Blood samples were collected at the 1^st (G1), 2^nd (G2), 4^th (G4), 8^th (G8), 12^th (G12) and 24^th (G24) hours after venom injection. Animals were monitored for 24h. Under ether anesthesia, each animal had blood samples (24ml) collected by cardiac puncture, placed in plain centrifuge tubes and allowed to clot at room temperature (23±1ºC) for 1h; then, serum was collected by centrifugation. All serum samples were stored at 4ºC until used.
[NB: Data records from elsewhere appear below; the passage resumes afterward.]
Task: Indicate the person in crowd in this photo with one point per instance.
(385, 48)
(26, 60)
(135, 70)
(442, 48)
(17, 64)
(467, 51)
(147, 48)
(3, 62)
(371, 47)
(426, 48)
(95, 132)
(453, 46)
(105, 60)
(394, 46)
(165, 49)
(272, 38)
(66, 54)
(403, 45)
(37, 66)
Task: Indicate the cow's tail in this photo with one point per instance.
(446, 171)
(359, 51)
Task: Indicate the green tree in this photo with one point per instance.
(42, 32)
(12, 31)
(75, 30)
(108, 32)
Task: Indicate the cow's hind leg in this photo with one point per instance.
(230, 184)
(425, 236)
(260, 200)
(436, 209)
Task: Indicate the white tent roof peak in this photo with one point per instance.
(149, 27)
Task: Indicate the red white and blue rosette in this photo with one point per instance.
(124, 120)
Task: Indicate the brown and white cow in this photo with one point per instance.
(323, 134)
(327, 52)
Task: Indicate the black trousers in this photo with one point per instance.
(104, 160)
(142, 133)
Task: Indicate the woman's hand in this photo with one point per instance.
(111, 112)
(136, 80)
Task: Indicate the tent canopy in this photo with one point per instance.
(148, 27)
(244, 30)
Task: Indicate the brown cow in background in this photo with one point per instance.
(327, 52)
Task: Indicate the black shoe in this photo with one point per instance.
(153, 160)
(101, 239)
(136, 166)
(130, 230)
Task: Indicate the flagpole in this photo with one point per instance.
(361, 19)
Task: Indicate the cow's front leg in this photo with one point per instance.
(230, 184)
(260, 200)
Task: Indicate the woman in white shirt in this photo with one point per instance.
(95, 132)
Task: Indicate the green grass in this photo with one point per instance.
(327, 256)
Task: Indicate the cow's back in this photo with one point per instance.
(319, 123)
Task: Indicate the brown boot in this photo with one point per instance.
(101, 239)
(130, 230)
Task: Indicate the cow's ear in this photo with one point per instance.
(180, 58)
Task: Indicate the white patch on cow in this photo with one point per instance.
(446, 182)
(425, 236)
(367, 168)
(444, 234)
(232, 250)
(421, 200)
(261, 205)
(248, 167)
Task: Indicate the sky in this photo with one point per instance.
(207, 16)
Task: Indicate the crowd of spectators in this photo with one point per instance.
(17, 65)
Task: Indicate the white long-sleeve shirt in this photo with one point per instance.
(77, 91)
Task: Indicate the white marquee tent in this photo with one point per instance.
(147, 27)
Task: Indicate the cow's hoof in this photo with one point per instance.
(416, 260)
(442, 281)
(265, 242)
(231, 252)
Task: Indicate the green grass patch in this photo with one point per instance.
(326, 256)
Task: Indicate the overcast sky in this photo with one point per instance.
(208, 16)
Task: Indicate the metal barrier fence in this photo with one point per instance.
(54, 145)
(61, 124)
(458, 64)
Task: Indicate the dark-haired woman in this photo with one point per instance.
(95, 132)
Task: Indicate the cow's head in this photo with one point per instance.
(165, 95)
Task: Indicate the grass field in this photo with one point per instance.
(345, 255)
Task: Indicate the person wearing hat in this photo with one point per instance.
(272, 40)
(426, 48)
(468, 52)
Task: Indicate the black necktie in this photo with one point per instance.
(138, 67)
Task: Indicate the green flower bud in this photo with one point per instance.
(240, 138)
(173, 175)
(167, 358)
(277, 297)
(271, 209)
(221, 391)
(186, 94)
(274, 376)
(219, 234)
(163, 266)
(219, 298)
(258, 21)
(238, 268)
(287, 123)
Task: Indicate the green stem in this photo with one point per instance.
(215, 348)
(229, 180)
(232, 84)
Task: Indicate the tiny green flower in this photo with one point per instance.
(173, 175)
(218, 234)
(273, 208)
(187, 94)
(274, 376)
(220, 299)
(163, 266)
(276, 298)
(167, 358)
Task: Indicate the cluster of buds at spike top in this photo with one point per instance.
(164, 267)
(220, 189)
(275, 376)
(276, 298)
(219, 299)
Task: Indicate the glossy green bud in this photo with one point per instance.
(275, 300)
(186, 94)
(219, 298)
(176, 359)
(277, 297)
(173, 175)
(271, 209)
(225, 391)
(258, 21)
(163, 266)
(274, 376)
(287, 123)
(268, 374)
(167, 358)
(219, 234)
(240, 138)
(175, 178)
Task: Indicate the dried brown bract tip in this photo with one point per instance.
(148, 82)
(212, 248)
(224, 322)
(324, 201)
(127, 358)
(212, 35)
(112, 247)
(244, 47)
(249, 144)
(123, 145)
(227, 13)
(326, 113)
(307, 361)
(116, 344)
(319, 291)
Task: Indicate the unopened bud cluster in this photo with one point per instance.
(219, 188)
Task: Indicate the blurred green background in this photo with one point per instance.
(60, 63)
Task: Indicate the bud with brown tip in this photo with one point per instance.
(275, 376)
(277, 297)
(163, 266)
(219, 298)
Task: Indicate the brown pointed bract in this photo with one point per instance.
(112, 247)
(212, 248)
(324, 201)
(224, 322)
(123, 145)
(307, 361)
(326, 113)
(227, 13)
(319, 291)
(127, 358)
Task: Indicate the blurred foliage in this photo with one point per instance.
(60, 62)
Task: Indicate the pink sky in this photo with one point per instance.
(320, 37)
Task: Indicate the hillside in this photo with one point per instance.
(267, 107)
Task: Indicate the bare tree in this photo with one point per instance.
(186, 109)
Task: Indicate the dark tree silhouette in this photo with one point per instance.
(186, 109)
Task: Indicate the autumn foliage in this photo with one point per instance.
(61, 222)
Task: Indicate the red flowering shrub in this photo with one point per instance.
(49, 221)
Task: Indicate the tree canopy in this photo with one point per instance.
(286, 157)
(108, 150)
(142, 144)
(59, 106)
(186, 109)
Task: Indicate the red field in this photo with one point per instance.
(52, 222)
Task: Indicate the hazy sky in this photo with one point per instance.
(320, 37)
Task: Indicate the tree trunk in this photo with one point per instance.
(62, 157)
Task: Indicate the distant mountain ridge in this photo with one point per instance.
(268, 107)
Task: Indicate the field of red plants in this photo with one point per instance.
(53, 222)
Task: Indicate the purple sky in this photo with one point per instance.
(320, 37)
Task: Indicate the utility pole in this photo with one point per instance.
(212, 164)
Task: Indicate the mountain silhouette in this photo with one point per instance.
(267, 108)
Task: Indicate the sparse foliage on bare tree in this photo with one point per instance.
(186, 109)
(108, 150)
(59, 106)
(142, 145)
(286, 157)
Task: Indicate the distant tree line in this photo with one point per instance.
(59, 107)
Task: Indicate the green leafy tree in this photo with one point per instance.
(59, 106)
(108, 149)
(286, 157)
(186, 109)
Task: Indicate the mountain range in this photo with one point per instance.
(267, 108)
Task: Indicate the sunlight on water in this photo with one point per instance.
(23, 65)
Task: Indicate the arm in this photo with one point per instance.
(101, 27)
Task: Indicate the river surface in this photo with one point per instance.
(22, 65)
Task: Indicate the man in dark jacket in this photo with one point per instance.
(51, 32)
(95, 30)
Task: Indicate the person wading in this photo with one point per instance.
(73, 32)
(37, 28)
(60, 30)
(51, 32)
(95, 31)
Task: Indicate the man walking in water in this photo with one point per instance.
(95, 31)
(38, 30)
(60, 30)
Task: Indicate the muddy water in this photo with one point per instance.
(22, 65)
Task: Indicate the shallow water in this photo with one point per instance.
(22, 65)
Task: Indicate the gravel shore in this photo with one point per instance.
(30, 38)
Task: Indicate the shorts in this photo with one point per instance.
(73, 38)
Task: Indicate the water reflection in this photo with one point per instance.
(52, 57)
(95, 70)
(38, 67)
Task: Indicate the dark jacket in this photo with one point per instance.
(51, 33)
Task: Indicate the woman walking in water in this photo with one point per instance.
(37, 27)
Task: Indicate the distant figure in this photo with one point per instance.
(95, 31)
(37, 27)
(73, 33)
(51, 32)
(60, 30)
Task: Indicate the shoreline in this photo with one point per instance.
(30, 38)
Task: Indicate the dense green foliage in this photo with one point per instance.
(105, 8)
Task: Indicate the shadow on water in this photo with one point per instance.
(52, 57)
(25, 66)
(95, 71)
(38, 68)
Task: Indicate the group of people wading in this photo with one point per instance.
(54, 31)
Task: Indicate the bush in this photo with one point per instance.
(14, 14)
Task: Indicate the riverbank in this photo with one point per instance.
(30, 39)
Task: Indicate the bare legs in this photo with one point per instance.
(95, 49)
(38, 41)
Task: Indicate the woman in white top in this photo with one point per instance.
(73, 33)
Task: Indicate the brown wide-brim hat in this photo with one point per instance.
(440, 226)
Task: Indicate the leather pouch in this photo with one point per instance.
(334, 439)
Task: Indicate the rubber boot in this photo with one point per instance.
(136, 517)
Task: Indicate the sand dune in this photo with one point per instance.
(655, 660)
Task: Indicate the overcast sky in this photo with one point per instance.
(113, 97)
Serum total proteins, total bilirubin, albumin, globulin, urea, creatinine, uric acid, glucose, cholesterol, triglycerides, sodium, chlorine, potassium and calcium, and the serum activity of enzymes alanine aminotransferase (ALT), aspartate aminotransferase (AST), alkaline phosphatase (ALP), gamma-glutamyl transferase (GGT) and lactate dehydrogenase (LDH) were determined by using a Biochemical Analyzer (BiocodeHycel Lisa 500 Plus).

Statistical Analysis

Data are presented as standard error (S.E.) of the means and were statistically analyzed using SPSS Software. Differences between moments were analyzed by Kruskal-Wallis Test and parameters of each test group were compared with control group by Mann-Whitney Test. Results were considered significant when p value was lower than 0.05.

RESULTS

The obtained MLD was 50µg/rat. We show the various blood parameters from seven rat groups in Tables 1 to 5.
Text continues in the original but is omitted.